Der Protest der jungen Menschen zeige, wie sehr die junge Generation die Klimakrise als Bedrohung erlebe "und aus gutem Grund ihr Recht auf Zukunft einfordert", unterstrich Kaiser. Politik und Gesellschaft müssten die Proteste endlich ernst nehmen, "und das heißt: die Klimakrise endlich als Krise behandeln und viel weitergehende Sofort-Maßnahmen zum Klimaschutz beschließen, als das bisher erfolgt ist."

Er wolle die Klimaaktivisten ermutigen, "sich zu erholen und zu stärken, um ihre Kraft und ihre Entschlossenheit in den nächsten Wochen und Monaten für eine Klimawende in Deutschland einzusetzen", erklärte Kaiser.

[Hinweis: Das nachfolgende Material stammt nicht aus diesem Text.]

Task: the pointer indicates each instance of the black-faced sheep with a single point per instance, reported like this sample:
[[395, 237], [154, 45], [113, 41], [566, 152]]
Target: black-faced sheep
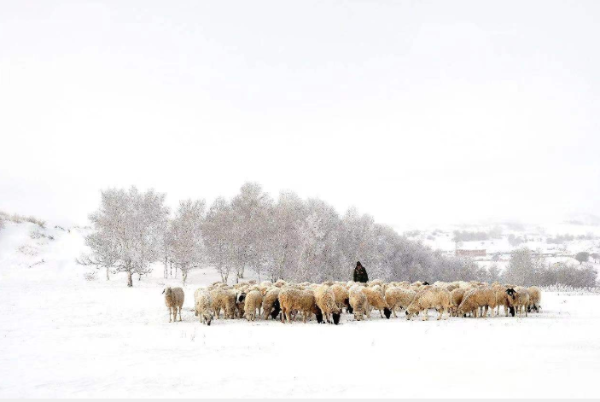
[[224, 299], [478, 299]]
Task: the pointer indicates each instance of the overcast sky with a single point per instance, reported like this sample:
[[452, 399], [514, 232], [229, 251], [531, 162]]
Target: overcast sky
[[415, 112]]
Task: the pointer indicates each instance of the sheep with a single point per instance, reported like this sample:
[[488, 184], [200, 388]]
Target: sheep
[[501, 298], [398, 298], [325, 300], [535, 297], [342, 297], [224, 299], [358, 301], [271, 303], [301, 300], [174, 300], [456, 297], [430, 297], [518, 299], [252, 303], [203, 305], [375, 282], [478, 299], [377, 300], [240, 301]]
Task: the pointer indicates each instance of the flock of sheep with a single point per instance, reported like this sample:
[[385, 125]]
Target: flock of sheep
[[328, 300]]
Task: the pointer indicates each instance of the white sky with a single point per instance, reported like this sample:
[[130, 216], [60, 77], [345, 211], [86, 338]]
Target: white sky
[[415, 112]]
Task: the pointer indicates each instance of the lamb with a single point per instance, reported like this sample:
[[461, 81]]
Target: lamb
[[203, 305], [375, 282], [325, 300], [342, 297], [430, 297], [224, 299], [240, 301], [518, 299], [252, 303], [501, 298], [535, 297], [376, 299], [398, 298], [456, 297], [478, 299], [301, 300], [271, 303], [358, 301], [174, 300]]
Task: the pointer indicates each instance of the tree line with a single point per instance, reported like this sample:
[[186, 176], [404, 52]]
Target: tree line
[[286, 238]]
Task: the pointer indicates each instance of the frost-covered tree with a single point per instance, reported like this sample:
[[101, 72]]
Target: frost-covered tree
[[521, 268], [283, 248], [250, 209], [219, 237], [358, 238], [493, 273], [319, 236], [582, 256], [128, 230], [186, 244]]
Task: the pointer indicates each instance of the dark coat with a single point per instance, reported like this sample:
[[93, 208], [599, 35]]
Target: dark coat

Die Gruppe junger Klimaaktivisten hatte Ende August mit ihrem Hungerstreik begonnen. Ein Beteiligter musste zwischenzeitlich ins Krankenhaus eingeliefert werden, will den Hungerstreik aber trotzdem fortsetzen. Die Gruppe fordert ein öffentliches Gespräch mit den Kanzlerkandidaten von Union, SPD und Grünen vor der Bundestagswahl.